The head of the Norwegian Nobel Committee, Thorbjoern Jagland, had told  public broadcaster NRK earlier on Thursday that he believed this year’s pick would be “well-received all over the world.”

He said then that the award would be “very powerful … but at the same time very unifying”.

Observers’ favourite played down

While the 2011 pick “is not without conflict”, he stressed the prize would “not create as strong reactions from a single country as it did last year” with the choice of Liu Xiaobo.

He also played down observers’ favourite this year: actors within the Arab Spring uprising, which brought the overthrow of autocratic regimes in Tunisia, Egypt and Libya and rattled the ones in Syria, Yemen and Bahrain.

“There are many other positive developments in the world that we have looked at,” he said.

“I think it is a little strange that researchers and others have not seen them,” he added.

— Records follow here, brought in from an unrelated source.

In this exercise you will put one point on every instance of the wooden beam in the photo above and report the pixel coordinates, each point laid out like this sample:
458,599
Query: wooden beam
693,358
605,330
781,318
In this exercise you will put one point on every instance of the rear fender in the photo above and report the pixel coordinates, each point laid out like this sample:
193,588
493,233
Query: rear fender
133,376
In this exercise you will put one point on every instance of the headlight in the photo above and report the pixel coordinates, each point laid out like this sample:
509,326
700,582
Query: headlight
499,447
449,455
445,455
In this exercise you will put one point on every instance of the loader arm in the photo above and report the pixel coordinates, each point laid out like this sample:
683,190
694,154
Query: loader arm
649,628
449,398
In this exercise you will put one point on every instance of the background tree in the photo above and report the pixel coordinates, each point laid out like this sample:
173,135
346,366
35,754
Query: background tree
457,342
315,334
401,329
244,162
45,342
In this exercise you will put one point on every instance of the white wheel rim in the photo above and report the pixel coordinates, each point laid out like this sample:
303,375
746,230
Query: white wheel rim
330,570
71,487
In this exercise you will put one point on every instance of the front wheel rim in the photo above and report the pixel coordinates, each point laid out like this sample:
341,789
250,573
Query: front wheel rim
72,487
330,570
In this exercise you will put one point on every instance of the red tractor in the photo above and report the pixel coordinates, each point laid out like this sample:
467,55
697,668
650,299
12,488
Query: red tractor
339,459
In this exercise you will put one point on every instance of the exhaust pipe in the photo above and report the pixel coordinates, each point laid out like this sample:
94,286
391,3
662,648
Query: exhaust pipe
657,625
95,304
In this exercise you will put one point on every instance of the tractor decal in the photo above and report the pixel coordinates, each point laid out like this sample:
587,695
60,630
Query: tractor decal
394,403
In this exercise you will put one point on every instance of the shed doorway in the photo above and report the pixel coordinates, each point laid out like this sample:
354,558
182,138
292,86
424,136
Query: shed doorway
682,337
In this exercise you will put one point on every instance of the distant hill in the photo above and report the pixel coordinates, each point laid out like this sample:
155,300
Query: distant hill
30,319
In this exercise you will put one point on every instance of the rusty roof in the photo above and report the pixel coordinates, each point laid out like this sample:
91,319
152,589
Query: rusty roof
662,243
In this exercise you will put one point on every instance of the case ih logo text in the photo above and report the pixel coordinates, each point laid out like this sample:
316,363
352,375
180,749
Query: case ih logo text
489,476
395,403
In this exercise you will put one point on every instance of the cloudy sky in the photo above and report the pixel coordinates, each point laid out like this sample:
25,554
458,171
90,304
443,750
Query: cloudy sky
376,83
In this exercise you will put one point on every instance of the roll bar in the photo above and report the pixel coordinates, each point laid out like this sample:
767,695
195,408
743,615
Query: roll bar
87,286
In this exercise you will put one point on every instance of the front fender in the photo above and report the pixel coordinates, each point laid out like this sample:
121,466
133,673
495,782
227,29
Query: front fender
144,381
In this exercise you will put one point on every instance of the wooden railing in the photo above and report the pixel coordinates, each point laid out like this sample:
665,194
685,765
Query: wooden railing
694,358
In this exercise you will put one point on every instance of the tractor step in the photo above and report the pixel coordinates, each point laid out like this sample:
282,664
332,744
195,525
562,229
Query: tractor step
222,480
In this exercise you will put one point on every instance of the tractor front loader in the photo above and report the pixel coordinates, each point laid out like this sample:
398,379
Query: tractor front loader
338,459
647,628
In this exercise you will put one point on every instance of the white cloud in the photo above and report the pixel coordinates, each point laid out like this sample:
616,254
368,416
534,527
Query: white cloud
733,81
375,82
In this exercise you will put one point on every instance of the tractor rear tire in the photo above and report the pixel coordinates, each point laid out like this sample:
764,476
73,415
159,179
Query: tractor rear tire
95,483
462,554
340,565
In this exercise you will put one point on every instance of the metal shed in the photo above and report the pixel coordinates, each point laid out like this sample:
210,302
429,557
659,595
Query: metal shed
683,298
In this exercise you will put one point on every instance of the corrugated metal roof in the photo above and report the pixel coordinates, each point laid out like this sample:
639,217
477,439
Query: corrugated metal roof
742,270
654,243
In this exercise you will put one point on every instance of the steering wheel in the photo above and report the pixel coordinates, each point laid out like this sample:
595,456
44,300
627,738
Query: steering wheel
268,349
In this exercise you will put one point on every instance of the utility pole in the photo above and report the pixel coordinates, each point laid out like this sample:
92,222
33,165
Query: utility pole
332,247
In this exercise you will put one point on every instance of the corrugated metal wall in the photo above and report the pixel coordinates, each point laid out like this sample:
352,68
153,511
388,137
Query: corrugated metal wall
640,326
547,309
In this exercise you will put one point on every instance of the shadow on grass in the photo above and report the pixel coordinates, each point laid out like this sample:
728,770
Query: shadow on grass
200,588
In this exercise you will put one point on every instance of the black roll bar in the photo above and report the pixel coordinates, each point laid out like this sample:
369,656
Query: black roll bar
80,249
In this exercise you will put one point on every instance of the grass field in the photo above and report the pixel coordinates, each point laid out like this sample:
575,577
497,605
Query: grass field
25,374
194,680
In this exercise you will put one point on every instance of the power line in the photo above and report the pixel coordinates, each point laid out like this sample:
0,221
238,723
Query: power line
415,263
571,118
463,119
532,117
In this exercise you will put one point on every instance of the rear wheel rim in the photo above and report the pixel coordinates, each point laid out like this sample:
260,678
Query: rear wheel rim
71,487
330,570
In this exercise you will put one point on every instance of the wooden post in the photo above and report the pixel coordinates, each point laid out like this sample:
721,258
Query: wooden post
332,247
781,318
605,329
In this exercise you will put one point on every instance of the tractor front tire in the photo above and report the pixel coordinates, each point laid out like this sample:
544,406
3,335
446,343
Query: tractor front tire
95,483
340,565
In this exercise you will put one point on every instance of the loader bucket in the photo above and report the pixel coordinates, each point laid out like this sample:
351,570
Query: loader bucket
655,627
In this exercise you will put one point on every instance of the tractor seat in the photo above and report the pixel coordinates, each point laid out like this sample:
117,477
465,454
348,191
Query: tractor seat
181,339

Shad Hamid, director of research at Brookings Institute in Qatar, told Al Jazeera the choice of the three women was “both surprising and disappointing”.

“People were very excited and thought this year would be the year of the Arab Spring. I am not sure what the rationale was exactly, but I I think this might be interpreted as a slight to the Arab world,” he said.

Esraa Abdel Fattah and Ahmed Maher of Egypt, who founded the April 6th youth movement, were seen as top picks.

The movement, which began on Facebook, “played a key role in maintaining the direction and non-violent character of the uprisings in Egypt,” which led to the ouster of Hosni Mubarak in February after 30 years in power, Kristian Berg Harpviken, the head of the Peace Research Institute of Oslo, said.

Tawakkul Karman won the prize for her “non-violent struggle for the safety of women [EPA]

Google executive Wael Ghonim, also a central inspiration to the protests on Tahrir Square in Cairo, was another observer favourite, as was Tunisian blogger Lina Ben Mhenni, who chronicled the revolution in her country on the Internet.

Among other names that had been circulating were Sima Samar, an Afghan doctor and women’s rights activist, and Russian activist Svetlana Gannushkina and her human rights group, Memorial.

The EU, currently battling spiralling debt problems in the eurozone, had also been increasingly mentioned as a possible winner for its role in keeping the peace in most of Europe for more than half a century.

Although Norway is not a member of the EU, Jagland, who happens to also be the head of the Council of Europe, is an outspoken supporter of the bloc.

In an article published by Norwegian daily VG on Wednesday, the Nobel Committee chief confided that this year’s prize would “go to something that has been important to me all my life”.

Others tipped for the prestigious prize were Cuban dissident Osvaldo Paya Sardinas and former German chancellor Helmut Kohl.